扩散语言模型是卓越的数据学习器
Diffusion Language Models are Super Data Learners
November 5, 2025
作者: Jinjie Ni, Qian Liu, Longxu Dou, Chao Du, Zili Wang, Hang Yan, Tianyu Pang, Michael Qizhe Shieh
cs.AI
摘要
在严格控制的预训练设置下,我们观察到一个交叉现象:当独特数据有限时,通过增加训练轮次,扩散语言模型(DLM)会持续超越自回归(AR)模型。这种交叉点会随着数据量增加或质量提升而延后出现,随着模型规模扩大而提前出现,并且在稠密与稀疏架构中均稳定存在。我们将性能提升归因于三个复合因素:(1)任意顺序建模能力,(2)迭代式双向去噪带来的超密集计算,以及(3)内置的蒙特卡洛增强机制;虽然输入噪声或参数噪声能在数据受限时提升AR模型表现,但无法弥合这一差距。
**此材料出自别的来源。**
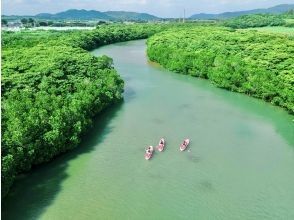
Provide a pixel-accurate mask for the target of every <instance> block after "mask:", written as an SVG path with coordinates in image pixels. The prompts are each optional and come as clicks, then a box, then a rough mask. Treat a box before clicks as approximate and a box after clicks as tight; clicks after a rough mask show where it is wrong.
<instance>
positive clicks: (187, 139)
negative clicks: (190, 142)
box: [180, 139, 190, 151]
mask: <svg viewBox="0 0 294 220" xmlns="http://www.w3.org/2000/svg"><path fill="white" fill-rule="evenodd" d="M184 143H185V144H184ZM189 143H190V140H189V139H186V140H184V141H183V143H182V144H181V146H180V150H181V151H184V150H186V148H187V147H188V145H189Z"/></svg>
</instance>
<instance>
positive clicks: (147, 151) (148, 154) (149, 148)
mask: <svg viewBox="0 0 294 220" xmlns="http://www.w3.org/2000/svg"><path fill="white" fill-rule="evenodd" d="M148 149H149V152H148ZM148 149H147V150H146V152H145V159H146V160H149V159H150V158H151V157H152V155H153V151H154V149H153V147H152V146H149V147H148Z"/></svg>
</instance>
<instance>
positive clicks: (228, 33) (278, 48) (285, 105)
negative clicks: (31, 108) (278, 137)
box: [147, 27, 294, 114]
mask: <svg viewBox="0 0 294 220" xmlns="http://www.w3.org/2000/svg"><path fill="white" fill-rule="evenodd" d="M147 54H148V56H149V59H150V60H151V61H154V62H157V63H159V64H160V65H162V66H163V67H164V68H167V69H168V70H171V71H174V72H177V73H181V74H186V75H191V76H195V77H201V78H205V79H209V80H210V81H211V82H212V83H213V84H214V85H216V86H217V87H220V88H224V89H227V90H230V91H234V92H239V93H244V94H247V95H249V96H253V97H256V98H260V99H263V100H265V101H267V102H270V103H272V104H273V105H277V106H280V107H283V108H284V109H286V110H287V111H288V112H289V113H290V114H294V59H293V54H294V41H293V38H291V36H287V35H282V34H271V33H262V32H258V31H250V30H234V29H230V28H224V27H197V28H191V27H190V28H185V27H183V28H177V29H176V30H175V29H169V30H167V31H164V32H161V33H158V34H155V35H154V36H152V37H151V38H149V39H148V41H147Z"/></svg>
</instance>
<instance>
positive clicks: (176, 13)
mask: <svg viewBox="0 0 294 220" xmlns="http://www.w3.org/2000/svg"><path fill="white" fill-rule="evenodd" d="M278 4H294V0H2V10H1V11H2V14H4V15H36V14H38V13H45V12H46V13H57V12H60V11H65V10H68V9H87V10H97V11H109V10H112V11H119V10H123V11H136V12H146V13H150V14H153V15H156V16H159V17H181V16H182V14H183V11H184V9H185V11H186V15H187V16H190V15H192V14H195V13H220V12H227V11H240V10H249V9H256V8H268V7H272V6H275V5H278Z"/></svg>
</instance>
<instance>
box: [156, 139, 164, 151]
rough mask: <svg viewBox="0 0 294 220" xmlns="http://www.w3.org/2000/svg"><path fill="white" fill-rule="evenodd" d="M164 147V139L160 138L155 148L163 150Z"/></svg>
mask: <svg viewBox="0 0 294 220" xmlns="http://www.w3.org/2000/svg"><path fill="white" fill-rule="evenodd" d="M164 147H165V140H164V138H161V139H160V141H159V143H158V146H157V149H158V151H160V152H161V151H163V150H164Z"/></svg>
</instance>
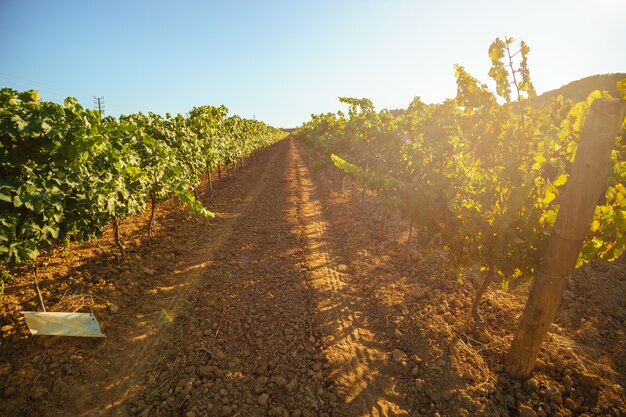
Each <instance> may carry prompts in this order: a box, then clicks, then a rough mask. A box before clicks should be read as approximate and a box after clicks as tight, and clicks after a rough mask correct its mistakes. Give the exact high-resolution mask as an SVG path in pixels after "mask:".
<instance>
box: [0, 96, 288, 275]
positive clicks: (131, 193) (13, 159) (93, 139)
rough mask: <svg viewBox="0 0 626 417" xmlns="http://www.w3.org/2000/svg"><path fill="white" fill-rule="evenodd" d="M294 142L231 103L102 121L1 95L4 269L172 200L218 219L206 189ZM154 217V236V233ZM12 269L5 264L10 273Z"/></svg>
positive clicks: (101, 229) (0, 102) (91, 113)
mask: <svg viewBox="0 0 626 417" xmlns="http://www.w3.org/2000/svg"><path fill="white" fill-rule="evenodd" d="M283 137H284V133H283V132H282V131H280V130H278V129H275V128H272V127H270V126H268V125H266V124H264V123H262V122H259V121H256V120H248V119H243V118H241V117H239V116H230V117H229V116H228V109H227V108H226V107H224V106H221V107H213V106H202V107H196V108H193V109H192V110H191V111H190V112H189V114H188V115H187V116H186V117H185V116H182V115H177V116H171V115H170V114H167V115H166V116H165V117H162V116H160V115H158V114H153V113H148V114H142V113H138V114H131V115H129V116H120V117H119V118H114V117H111V116H107V117H104V118H101V115H100V113H99V112H98V111H96V110H90V109H86V108H83V107H82V106H81V105H80V104H79V103H78V102H77V101H76V100H75V99H73V98H68V99H67V100H65V102H64V104H63V105H59V104H56V103H52V102H46V101H41V99H40V97H39V94H38V93H37V92H36V91H25V92H17V91H14V90H12V89H9V88H3V89H2V90H0V266H1V265H2V264H4V265H8V264H16V263H23V262H34V261H35V260H36V258H37V256H38V255H39V252H40V249H42V248H45V247H48V246H50V245H52V244H55V243H67V242H70V241H73V240H79V241H81V240H86V239H90V238H97V237H99V236H100V235H101V234H102V232H103V229H104V228H105V227H106V226H107V225H108V224H113V226H114V229H115V232H116V233H115V235H116V244H117V245H118V248H119V249H120V251H121V256H123V245H122V244H121V242H120V241H119V236H118V234H117V228H118V224H119V222H120V221H121V220H122V219H123V218H124V217H127V216H131V215H134V214H137V213H139V212H142V211H144V210H145V209H146V207H147V205H148V202H151V207H152V210H153V211H152V213H153V215H154V206H155V205H156V204H158V203H160V202H162V201H164V200H167V199H169V198H171V197H176V198H178V199H179V200H180V201H181V202H182V203H184V204H185V205H186V206H187V207H189V209H190V210H191V211H193V212H194V213H198V214H201V215H204V216H211V215H212V213H211V212H210V211H209V210H207V208H205V207H204V206H203V205H202V204H201V203H200V202H199V200H198V199H197V193H196V192H195V189H196V187H197V186H198V185H199V183H200V181H201V179H202V178H203V177H204V176H205V175H207V174H208V176H209V183H210V185H211V172H212V171H216V170H221V169H222V168H226V169H228V168H229V167H232V166H234V165H237V164H241V163H243V160H244V159H245V158H246V157H248V156H250V155H251V154H252V153H254V152H255V151H256V150H258V149H260V148H263V147H266V146H268V145H270V144H272V143H274V142H276V141H277V140H279V139H281V138H283ZM153 220H154V219H153V216H152V217H151V219H150V225H149V228H150V233H152V229H153ZM0 269H3V270H4V268H0Z"/></svg>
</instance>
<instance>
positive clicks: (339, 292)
mask: <svg viewBox="0 0 626 417" xmlns="http://www.w3.org/2000/svg"><path fill="white" fill-rule="evenodd" d="M291 148H292V149H291V151H292V152H293V153H294V154H295V161H294V165H295V166H293V169H295V171H296V176H297V179H298V196H299V201H300V213H299V215H300V224H301V227H302V232H303V234H304V236H305V237H306V266H307V269H308V270H309V277H310V282H311V286H312V288H313V289H314V290H315V291H316V292H317V296H316V313H317V314H316V319H315V322H316V327H317V328H319V331H320V333H321V335H322V346H323V348H322V352H323V353H324V355H325V357H326V358H327V360H328V361H329V364H330V365H331V366H330V369H331V371H330V374H329V377H330V378H331V379H332V380H334V381H336V382H337V384H338V389H339V392H340V394H341V397H342V399H343V403H344V407H343V410H342V413H341V415H346V416H390V415H408V412H407V410H406V409H405V407H406V405H402V404H401V402H402V401H399V400H398V393H397V392H395V385H396V382H397V381H395V379H394V374H397V372H396V371H395V370H394V369H393V365H392V364H391V363H390V354H389V352H388V351H386V350H385V348H384V347H383V346H381V345H380V343H379V342H378V341H377V340H376V334H375V333H374V332H373V331H372V329H371V328H370V325H369V323H368V321H367V320H366V318H365V316H364V314H363V311H362V309H363V306H364V303H363V294H358V293H355V291H353V290H352V287H354V284H353V283H352V282H351V280H352V277H351V275H350V273H349V271H348V266H347V265H345V263H343V262H345V261H344V260H342V258H341V257H340V256H338V255H337V252H336V251H334V250H333V248H332V245H331V244H330V243H329V239H328V235H329V234H330V233H331V232H330V230H329V226H328V222H327V221H326V220H325V218H324V216H323V214H322V209H321V207H320V202H319V199H318V198H317V196H316V192H315V186H314V184H313V182H312V180H311V177H310V174H309V170H308V168H307V166H306V165H305V164H304V162H303V160H302V157H301V156H300V149H299V148H298V147H297V146H296V145H295V144H293V143H292V144H291Z"/></svg>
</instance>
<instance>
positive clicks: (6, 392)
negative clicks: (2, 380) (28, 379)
mask: <svg viewBox="0 0 626 417" xmlns="http://www.w3.org/2000/svg"><path fill="white" fill-rule="evenodd" d="M16 392H17V388H15V387H14V386H10V387H7V389H5V390H4V396H5V397H6V398H10V397H12V396H14V395H15V393H16Z"/></svg>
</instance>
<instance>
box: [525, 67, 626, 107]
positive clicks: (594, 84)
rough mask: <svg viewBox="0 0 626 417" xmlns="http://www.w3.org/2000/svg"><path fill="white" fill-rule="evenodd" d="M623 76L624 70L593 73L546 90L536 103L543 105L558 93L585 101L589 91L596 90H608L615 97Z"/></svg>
mask: <svg viewBox="0 0 626 417" xmlns="http://www.w3.org/2000/svg"><path fill="white" fill-rule="evenodd" d="M623 78H626V73H624V72H619V73H615V74H603V75H592V76H591V77H585V78H581V79H580V80H576V81H572V82H571V83H569V84H566V85H564V86H563V87H561V88H557V89H556V90H550V91H546V92H545V93H543V94H541V95H539V96H537V98H536V99H535V104H536V105H537V106H541V105H542V104H544V103H547V102H549V101H550V100H551V99H552V98H553V97H556V96H558V95H562V96H563V97H565V98H566V99H571V100H573V101H574V102H578V101H583V100H584V99H586V98H587V96H588V95H589V93H591V92H592V91H594V90H606V91H608V92H609V93H611V95H612V96H613V97H617V82H618V81H619V80H621V79H623Z"/></svg>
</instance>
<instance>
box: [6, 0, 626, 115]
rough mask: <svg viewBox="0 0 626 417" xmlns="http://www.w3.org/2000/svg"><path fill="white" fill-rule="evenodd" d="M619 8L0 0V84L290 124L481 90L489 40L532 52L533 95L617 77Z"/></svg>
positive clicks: (217, 2)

在规模化实验中,一个17亿参数的DLM使用约1.5万亿token的计算预算,在100亿独特Python token上训练后,超越了在严格匹配设置下训练的AR代码生成模型。此外,一个10亿参数的DLM仅使用10亿token进行标准预训练数据重复训练(未采用特殊技巧),便在HellaSwag上达到超过56%的准确率,在MMLU上超过33%。我们还发现,在这种训练机制下,验证集交叉熵的上升并不代表下游任务性能的退化。
English
Under strictly controlled pre-training settings, we observe a Crossover: when
unique data is limited, diffusion language models (DLMs) consistently surpass
autoregressive (AR) models by training for more epochs. The crossover shifts
later with more or higher-quality data, earlier with larger models, and
persists across dense and sparse architectures. We attribute the gains to three
compounding factors: (1) any-order modeling, (2) super-dense compute from
iterative bidirectional denoising, and (3) built-in Monte Carlo augmentation;
input or parameter noise improves AR under data constraint but cannot close the
gap. At scale, a 1.7B DLM trained with a ~1.5T-token compute budget on 10B
unique Python tokens overtakes an AR coder trained with strictly matched
settings. In addition, a 1B-parameter DLM achieves > 56% accuracy on HellaSwag
and > 33% on MMLU using only 1B tokens, without any special tricks, just by
repeating standard pre-training data. We also show that rising validation
cross-entropy does not imply degraded downstream performance in this regime.